Toutefois, le cas potentiellement le plus grave au plan fi nancier, c’est selon lui la vache qui s’infecte sans qu’il y ait de signe visible. « Les bactéries endommagent les tissus du quartier à un niveau subclinique, décrit-il. Celui-ci va perdre 10 ou peut-être 15 % de sa capacité de production pendant les cinq prochaines années. C’est insidieux! »

Le Dr Dufour se réjouit des progrès accomplis ces dernières années dans les soins consacrés aux taries. « Dans le passé, c’était souvent négligé, se rappelle-t-il. On concentrait son attention sur les vaches en production. On comprend maintenant que le tarissement est une période critique. La vache tarie, c’est l’investissement ultime. C’est l’animal qu’on a inséminé, pour lequel on a tout fait, et là, il va commencer à payer en donnant du lait. Si on perd la vache en début de lactation, on vient de perdre cet investissement. »

Un minilabo à la ferme

Il existe des tests diagnostiques que le producteur peut se procurer. Il se présente sous la forme d’un gel déshydraté dans une enveloppe. On ajoute un peu de lait dilué dans de l’eau stérile. Pour réaliser ensuite l’incubation de la préparation, on peut se servir d’un incubateur à oeuf du type qu’on peut trouver à la quincaillerie. On ressort la préparation au bout de 24 à 48 heures. S’il n’y a aucun point (représentant les colonies de bactéries) à la surface, cela signifie qu’il n’y avait pas de bactéries dans le lait ou qu’elles étaient en concentration très faible. Donc, il s’agit d’une vache pouvant être tarie sans antibiotique.
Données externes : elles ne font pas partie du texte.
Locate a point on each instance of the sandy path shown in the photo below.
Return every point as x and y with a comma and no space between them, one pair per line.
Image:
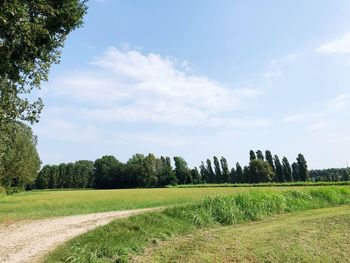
28,241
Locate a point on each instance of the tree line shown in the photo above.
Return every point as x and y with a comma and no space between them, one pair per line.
149,171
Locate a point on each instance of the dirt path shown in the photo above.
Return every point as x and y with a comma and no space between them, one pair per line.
28,241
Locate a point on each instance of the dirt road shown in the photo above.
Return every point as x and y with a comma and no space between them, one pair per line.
28,241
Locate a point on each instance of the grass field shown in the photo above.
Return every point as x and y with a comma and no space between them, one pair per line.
166,236
43,204
320,235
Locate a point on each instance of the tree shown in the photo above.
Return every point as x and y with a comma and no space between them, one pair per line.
32,34
166,175
149,171
211,173
21,163
269,159
260,171
287,170
195,175
233,176
252,155
302,168
204,173
181,170
104,171
239,173
225,171
218,174
260,155
279,170
295,172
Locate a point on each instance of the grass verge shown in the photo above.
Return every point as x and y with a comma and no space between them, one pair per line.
119,240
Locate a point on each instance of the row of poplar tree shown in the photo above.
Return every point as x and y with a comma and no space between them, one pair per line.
149,171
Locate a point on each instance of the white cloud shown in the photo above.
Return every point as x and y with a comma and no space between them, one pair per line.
340,102
126,85
340,46
301,117
273,70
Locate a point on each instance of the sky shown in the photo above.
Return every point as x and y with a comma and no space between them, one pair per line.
202,78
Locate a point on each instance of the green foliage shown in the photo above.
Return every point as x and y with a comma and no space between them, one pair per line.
126,237
20,164
302,168
32,34
260,171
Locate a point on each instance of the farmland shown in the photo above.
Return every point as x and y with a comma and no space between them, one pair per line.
207,230
44,204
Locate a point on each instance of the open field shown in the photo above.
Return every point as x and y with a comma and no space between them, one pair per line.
44,204
148,237
320,235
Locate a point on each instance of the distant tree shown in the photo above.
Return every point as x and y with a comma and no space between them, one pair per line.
260,155
166,175
204,173
211,173
302,168
279,170
233,176
133,169
295,172
149,171
260,171
287,170
269,159
246,175
252,155
225,171
104,169
182,171
195,175
217,169
239,173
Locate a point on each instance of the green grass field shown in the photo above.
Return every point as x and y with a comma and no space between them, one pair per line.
320,235
43,204
205,231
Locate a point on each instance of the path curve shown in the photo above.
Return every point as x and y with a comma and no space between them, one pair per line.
28,241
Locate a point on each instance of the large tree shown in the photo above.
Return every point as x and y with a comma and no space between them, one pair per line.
20,164
32,34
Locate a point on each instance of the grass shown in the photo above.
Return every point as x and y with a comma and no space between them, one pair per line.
44,204
319,235
265,184
122,239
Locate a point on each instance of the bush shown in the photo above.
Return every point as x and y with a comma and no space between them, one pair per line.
12,190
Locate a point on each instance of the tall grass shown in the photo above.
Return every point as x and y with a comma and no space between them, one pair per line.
120,239
262,184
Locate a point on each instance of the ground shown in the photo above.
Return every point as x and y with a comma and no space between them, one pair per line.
320,235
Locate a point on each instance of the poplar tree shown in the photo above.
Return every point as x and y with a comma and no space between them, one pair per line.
252,155
260,155
287,170
279,170
269,159
225,171
302,168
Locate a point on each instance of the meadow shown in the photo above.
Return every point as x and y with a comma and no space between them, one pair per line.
212,223
44,204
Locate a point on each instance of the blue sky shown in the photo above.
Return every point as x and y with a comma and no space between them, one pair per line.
202,78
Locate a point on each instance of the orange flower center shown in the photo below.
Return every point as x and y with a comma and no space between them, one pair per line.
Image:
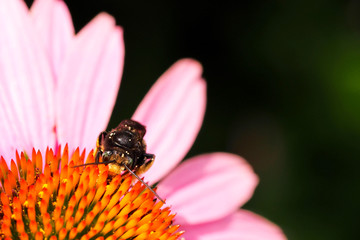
58,201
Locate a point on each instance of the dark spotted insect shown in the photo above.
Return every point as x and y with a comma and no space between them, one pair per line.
123,149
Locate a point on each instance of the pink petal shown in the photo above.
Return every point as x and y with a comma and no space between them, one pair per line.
173,111
89,82
53,23
242,225
26,84
208,187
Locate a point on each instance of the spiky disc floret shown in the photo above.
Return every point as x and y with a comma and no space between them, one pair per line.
53,200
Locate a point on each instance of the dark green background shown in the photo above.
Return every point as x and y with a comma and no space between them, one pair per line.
283,91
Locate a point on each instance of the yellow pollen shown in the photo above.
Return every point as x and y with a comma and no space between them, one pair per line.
49,198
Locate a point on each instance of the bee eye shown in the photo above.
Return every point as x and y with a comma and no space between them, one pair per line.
129,161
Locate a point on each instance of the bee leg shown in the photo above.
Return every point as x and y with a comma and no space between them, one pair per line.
97,156
98,151
147,164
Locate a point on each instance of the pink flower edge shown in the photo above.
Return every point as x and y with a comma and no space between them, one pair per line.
243,224
208,187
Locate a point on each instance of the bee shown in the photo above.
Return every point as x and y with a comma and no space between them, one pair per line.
123,149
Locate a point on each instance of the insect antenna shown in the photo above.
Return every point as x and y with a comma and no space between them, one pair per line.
148,187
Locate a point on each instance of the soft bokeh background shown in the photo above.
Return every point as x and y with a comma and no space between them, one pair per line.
283,91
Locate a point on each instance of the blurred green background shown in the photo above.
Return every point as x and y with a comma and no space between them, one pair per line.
283,91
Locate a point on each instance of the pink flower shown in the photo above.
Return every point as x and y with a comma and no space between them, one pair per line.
57,87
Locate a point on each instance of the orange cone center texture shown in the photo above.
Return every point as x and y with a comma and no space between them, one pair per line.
50,199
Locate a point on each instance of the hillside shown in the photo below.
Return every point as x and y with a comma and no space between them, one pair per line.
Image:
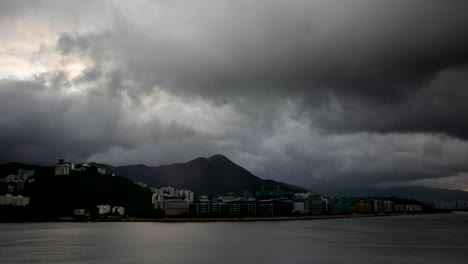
212,176
55,196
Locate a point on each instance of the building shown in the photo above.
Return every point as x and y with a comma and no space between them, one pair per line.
104,209
119,210
343,205
18,200
274,208
388,206
400,208
379,206
413,208
173,207
299,206
315,205
25,174
63,168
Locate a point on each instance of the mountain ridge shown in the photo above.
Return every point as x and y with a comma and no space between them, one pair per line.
216,175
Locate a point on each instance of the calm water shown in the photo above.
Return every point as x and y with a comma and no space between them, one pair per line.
405,239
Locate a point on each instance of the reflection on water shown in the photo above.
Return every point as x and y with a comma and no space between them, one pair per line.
404,239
Il existe un autre type de préparation plus spécifique qui, en plus de révéler s’il y a présence de bactéries, peut indiquer si ces bactéries appartiennent au groupe pour lequel les pénicillines sont efficaces. « J’encourage les producteurs à le faire. Ça prend quelqu’un de minutieux. Ça prend aussi un endroit propre. Et pour devenir habile avec ce genre de protocole, il faut pouvoir en faire régulièrement afin de garder la main. Ça doit devenir une routine » (S. Dufour).